Why did I start making transliterations?

The answer is pretty simple: most Americans do not read the Cyrillic alphabet. Years ago I would write the transliteration in each singer’s score. After a while the task became tiresome so I decided to transliterate certain, well-known scores and then simply copy them when needed. My first complete transliteration was “Eugene Onegin.” The transliteration became very popular and prompted me to work on other opera scores. Soon, opera companies and other institutions commissioned my transliteration work.

What is wrong with most transliterations?

Many transliterations are done with spoken Russian in mind, which is quite different from singing Russian.

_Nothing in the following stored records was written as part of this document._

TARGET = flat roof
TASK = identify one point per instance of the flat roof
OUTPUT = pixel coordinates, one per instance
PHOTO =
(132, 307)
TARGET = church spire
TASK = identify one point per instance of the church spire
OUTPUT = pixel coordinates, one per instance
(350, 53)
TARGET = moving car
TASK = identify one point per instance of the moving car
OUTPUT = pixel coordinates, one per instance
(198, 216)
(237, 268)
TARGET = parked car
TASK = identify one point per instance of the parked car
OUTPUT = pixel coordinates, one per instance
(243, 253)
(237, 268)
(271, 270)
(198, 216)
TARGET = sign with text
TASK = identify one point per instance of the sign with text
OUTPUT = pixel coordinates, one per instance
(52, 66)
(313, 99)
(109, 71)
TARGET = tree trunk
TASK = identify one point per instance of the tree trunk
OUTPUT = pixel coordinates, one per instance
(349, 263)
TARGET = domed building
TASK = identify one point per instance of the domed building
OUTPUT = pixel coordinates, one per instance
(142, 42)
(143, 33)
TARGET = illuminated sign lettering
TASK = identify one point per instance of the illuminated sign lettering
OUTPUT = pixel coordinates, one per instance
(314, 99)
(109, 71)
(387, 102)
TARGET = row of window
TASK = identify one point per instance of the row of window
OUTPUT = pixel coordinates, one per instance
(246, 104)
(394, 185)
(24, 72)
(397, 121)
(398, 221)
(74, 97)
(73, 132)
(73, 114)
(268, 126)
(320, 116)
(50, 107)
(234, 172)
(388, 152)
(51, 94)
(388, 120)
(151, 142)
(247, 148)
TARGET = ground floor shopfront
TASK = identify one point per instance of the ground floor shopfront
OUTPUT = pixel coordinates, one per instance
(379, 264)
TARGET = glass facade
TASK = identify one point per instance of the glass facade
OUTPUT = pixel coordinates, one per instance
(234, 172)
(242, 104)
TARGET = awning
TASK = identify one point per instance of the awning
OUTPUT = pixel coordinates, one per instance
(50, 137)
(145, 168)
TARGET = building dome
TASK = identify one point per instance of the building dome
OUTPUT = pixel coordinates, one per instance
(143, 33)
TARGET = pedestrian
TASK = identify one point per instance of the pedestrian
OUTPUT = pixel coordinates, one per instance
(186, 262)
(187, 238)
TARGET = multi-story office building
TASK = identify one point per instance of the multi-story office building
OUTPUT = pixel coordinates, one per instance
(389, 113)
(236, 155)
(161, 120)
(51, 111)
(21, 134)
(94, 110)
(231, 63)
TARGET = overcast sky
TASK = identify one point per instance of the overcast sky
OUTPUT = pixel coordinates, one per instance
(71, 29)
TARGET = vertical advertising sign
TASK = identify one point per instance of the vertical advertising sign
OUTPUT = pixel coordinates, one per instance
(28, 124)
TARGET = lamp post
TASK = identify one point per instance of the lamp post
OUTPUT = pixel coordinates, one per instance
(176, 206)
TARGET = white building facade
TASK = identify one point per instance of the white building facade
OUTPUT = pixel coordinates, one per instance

They often reflect SPELLING of words rather than what these words sound like.

They are full of mistakes/misprints.

They are visually hard to read.

They are inconsistent. The same sound is often represented by different symbols.

Mostly they are done by people who do not have experience as musicians or more specifically as Vocal/Diction Coaches.

Why do I not use IPA (International Phonetic Alphabet)?

IPA is a wonderful tool for those who know how to use it. Unfortunately there are many singers who have never studied IPA and can’t use it effectively. Also most people prefer to see something that looks like a real alphabet on the page.

Why do I believe my transliterations are superior?

They are as simple as possible considering the task: practical, consistent and phonetically accurate.

They are based on years of professional experience coaching non-Russian speakers.

They are visually easy to read.

They reflect a more contemporary use of the Russian language.